Leo took one of her hands in his and when she looked up she saw the concern and love in his eyes and all her anger began to seep away. She now felt guilty at spoiling his excitement about the horse. Maybe she was worrying too much. Maybe buying the horse had nothing to do with his gambling problem. She wondered perhaps, if all his attention were to be focussed on looking after the horse, consulting with the trainers and the stable staff, he might not have the time or interest to bet on the others. Surely he wouldn’t have the time between the restaurant, horse and home to be part of the gambling group as well? She wanted so hard to believe that.
Her father was still looking at her with concern. “I’m fine,” she reassured him. “I’m just a bit tired after school and ballet and studying.”

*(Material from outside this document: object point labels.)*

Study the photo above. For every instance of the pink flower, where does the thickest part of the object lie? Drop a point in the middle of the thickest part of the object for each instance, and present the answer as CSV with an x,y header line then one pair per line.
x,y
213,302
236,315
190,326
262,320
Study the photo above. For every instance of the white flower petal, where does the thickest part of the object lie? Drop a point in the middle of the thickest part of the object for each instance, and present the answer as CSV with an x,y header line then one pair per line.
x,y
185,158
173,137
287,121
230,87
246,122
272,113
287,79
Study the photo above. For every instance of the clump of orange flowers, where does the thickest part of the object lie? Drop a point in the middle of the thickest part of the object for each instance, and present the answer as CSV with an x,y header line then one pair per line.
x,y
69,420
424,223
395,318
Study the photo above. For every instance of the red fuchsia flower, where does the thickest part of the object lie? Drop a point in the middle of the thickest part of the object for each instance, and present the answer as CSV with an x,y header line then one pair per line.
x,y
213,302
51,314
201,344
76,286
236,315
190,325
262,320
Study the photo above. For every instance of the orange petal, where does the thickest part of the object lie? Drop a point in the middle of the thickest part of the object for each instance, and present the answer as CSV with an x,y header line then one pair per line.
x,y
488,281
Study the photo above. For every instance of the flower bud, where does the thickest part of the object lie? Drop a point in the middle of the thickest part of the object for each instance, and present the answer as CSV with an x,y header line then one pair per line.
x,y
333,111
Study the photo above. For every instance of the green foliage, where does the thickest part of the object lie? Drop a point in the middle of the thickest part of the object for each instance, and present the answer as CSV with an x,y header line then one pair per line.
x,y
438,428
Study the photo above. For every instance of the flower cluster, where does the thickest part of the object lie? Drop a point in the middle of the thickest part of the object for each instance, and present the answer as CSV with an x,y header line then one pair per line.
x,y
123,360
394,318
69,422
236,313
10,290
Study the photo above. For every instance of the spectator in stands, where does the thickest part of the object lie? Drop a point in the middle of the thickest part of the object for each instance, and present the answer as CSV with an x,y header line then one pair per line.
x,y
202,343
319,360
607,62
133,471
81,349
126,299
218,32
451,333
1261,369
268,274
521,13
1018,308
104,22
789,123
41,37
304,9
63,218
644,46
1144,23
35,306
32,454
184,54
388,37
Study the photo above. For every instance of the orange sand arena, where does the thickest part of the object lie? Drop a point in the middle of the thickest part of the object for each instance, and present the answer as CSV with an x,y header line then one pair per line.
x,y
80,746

“I think an early night might be a good idea with your exam tomorrow.” Leo looked at his watch. “I’ve just got a few things to check in the kitchen and then I’ll run you back to the house. I’ll ring Mrs Lowry and ask her or Michael to put the heating on for you.”
“Thanks.” He was so loving and caring that she couldn’t stay angry with him for long. She smiled and thought she should say something to take the frown of concern away. “I’m looking forward to seeing the horse.”
His handsome face lit up. “It’s a dream come true,” he told her. “How many people have the good fortune to own a horse? Such a beautiful, vibrant animal! And I have a strong feeling that Bella Mariais going to be a winner for us. Exciting times are ahead!” He took her face in his hands and kissed her on the forehead.
Leo went off into the kitchen singing and moments later Maria could hear the distant sound of laughter and congratulations. For the moment her father was happy, and she loved seeing and hearing him like that. His handsome face did not wear worry well.
She stared around the rosy-tinted restaurant for a few minutes, her eyes flitting over the carefully ironed wine-coloured table
cloths, the shiny silver cutlery and the candlesticks. Then she turned her gaze to the window and looked out onto the cobbled street, wondering what their housekeeper would make of her father buying the racehorse.
Mrs Lowry was an Irishwoman in her late sixties, who lived in a small house a few streets away from the Contis’ larger Victorian detached house in Heaton Moor on the outskirts of Manchester. She had baby-sat Maria when she was a toddler on the occasions her parents went out, and then became a full-time minder when Maria’s mother died, to allow Leo to work. The elderly lady now came in a few times a week to tidy the house, do the washing and anything else that was required and have a meal ready the evenings that Maria wasn’t at Leonardo’s. Rose Lowry’s husband, Michael, did the gardening and any odd jobs that Leo was too busy to attend to. The couple kept the Conti household running and gave Maria a steady home routine.
As Maria waited for her father to drive her home, the evening waiting staff came in, each one stopping to have a word with her. By the time the last one disappeared into the kitchen her face was aching from smiling so hard, pretending everything was fine.
All the way home Leo talked about Bella Maria, and the good friend he would share the horse with – Charlie Ford – the butcher who supplied the meat to the restaurant.
“Being a butcher sounds like a simple occupation,” he explained, “but there’s a lot more to it than meets the eye. Charlie is a very successful businessman. Do you know he has a chain of seven shops in the Manchester and Stockport area now?”
No, Maria said, she hadn’t really thought about it.
“And every one of those shops is doing very well. He is not only doing well for himself, he is giving employment to over fifty men. Isn’t that something to be proud of?”